E(w-E(w|v→w)|it is now a w-max­imis­ing agent)

= E(w-E(w|v→w)|v→w)

= E(w|v→w)-E(w|v→w)

= 0.

Thus the ex­pected util­ity in­crease from tran­si­tion­ing to w is zero. Similarly for w’. Thus the agent has no prefer­ences be­tween tran­si­tion­ing to w or to w’. Note that this for­mula im­plies that if the agent’s ini­tial util­ity func­tion is u (ini­tially, U=u), then E(U)=E(u), as each util­ity func­tion change adds zero ex­pected in­crease. This could be seen as the defin­ing prop­erty of this ap­proach: the agent can­not gen­er­ate ex­tra util­ity by in­fluenc­ing its own val­ues.

For all these rea­sons, this for­mula seems to give a proper model of an agent that acts only on its cur­rent util­ity func­tion, but has no ob­jec­tions to tran­si­tion­ing to a new one.

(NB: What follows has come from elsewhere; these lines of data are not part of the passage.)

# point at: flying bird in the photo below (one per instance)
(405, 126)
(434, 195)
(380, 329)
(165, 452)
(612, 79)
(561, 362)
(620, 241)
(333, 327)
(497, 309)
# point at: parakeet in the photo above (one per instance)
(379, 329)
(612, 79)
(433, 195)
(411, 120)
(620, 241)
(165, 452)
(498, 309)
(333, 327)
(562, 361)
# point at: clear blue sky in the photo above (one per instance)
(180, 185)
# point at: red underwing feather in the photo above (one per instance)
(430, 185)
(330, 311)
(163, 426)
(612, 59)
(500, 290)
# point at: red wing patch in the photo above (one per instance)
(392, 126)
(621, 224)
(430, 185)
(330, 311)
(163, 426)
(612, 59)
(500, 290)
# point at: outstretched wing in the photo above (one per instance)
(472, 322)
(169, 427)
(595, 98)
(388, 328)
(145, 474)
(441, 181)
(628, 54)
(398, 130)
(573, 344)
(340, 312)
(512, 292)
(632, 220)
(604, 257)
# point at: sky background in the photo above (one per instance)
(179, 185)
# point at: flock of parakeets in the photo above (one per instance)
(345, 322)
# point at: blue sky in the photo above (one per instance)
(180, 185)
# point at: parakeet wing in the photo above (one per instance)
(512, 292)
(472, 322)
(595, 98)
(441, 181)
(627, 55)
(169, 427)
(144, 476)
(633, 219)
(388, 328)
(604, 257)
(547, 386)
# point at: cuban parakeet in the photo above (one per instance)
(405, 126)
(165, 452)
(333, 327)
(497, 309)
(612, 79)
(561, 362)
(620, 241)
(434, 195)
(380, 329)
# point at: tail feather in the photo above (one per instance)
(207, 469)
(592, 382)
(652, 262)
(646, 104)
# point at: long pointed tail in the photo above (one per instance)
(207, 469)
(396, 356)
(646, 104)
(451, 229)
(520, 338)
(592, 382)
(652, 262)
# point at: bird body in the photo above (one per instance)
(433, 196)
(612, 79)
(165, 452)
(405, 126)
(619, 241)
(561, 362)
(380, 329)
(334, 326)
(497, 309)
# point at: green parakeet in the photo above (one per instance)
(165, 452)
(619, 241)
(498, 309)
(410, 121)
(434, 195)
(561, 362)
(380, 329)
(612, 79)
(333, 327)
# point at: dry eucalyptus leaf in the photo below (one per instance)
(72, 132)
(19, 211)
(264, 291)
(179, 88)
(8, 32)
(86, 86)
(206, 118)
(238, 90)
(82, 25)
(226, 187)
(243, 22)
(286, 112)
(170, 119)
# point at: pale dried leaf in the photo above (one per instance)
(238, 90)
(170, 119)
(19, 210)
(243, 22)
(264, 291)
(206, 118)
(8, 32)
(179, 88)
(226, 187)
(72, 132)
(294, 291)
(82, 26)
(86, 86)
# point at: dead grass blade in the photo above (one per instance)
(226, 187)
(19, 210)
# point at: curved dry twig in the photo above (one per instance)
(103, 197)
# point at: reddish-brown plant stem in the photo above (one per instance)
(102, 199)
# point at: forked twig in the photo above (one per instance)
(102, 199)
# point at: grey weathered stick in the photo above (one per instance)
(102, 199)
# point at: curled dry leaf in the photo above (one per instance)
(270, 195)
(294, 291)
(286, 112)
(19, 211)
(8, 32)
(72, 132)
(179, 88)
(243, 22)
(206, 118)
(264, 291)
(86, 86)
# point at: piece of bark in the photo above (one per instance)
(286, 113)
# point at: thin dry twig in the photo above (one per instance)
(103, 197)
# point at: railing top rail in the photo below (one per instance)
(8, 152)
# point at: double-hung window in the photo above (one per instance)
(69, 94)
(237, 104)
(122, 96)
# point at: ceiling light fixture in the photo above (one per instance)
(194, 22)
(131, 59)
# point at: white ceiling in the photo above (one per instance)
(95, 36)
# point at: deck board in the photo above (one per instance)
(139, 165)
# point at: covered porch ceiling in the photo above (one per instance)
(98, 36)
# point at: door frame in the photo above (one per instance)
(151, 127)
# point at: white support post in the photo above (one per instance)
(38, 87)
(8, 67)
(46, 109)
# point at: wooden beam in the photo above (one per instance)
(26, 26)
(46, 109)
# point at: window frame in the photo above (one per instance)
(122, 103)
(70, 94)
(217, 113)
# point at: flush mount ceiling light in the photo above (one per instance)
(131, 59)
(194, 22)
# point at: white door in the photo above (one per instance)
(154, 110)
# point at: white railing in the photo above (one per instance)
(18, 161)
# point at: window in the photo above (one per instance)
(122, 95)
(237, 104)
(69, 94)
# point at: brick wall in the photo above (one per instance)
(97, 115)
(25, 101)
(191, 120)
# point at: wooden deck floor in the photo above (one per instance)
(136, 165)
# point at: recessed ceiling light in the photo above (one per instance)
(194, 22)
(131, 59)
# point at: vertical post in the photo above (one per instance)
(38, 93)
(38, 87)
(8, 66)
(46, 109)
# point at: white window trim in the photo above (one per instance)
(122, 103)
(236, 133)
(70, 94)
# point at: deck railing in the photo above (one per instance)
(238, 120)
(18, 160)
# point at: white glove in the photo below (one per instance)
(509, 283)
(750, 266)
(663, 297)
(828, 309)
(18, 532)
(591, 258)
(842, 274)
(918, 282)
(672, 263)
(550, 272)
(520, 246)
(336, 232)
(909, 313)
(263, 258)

Note that the for­mula is silent on when and how util­ity func­tions should be changed. So it won’t ac­com­plish mir­a­cles: if the agent has a stupid crite­ria for chang­ing its util­ity, it will change them in a stupid way. All that the for­mula ac­com­plishes is that the agent will not at­tempt to ma­nipu­late its util­ity func­tion chang­ing crite­ria.

A last wrin­kle...

EDIT: Paul Chris­ti­ano has con­vinced me that the ul­tra-so­phis­ti­cated Cake or Death prob­lem has been solved by the above method. Yay! There may still be an is­sue as to what or­der to up­date in if a piece of in­for­ma­tion has both em­piri­cal and val­ues im­pli­ca­tions. It feels like the or­der shouldn’t mat­ter, but I’m not to­tally sure.

That’s the cur­rent setup for value load­ing. What are peo­ple’s thoughts on it?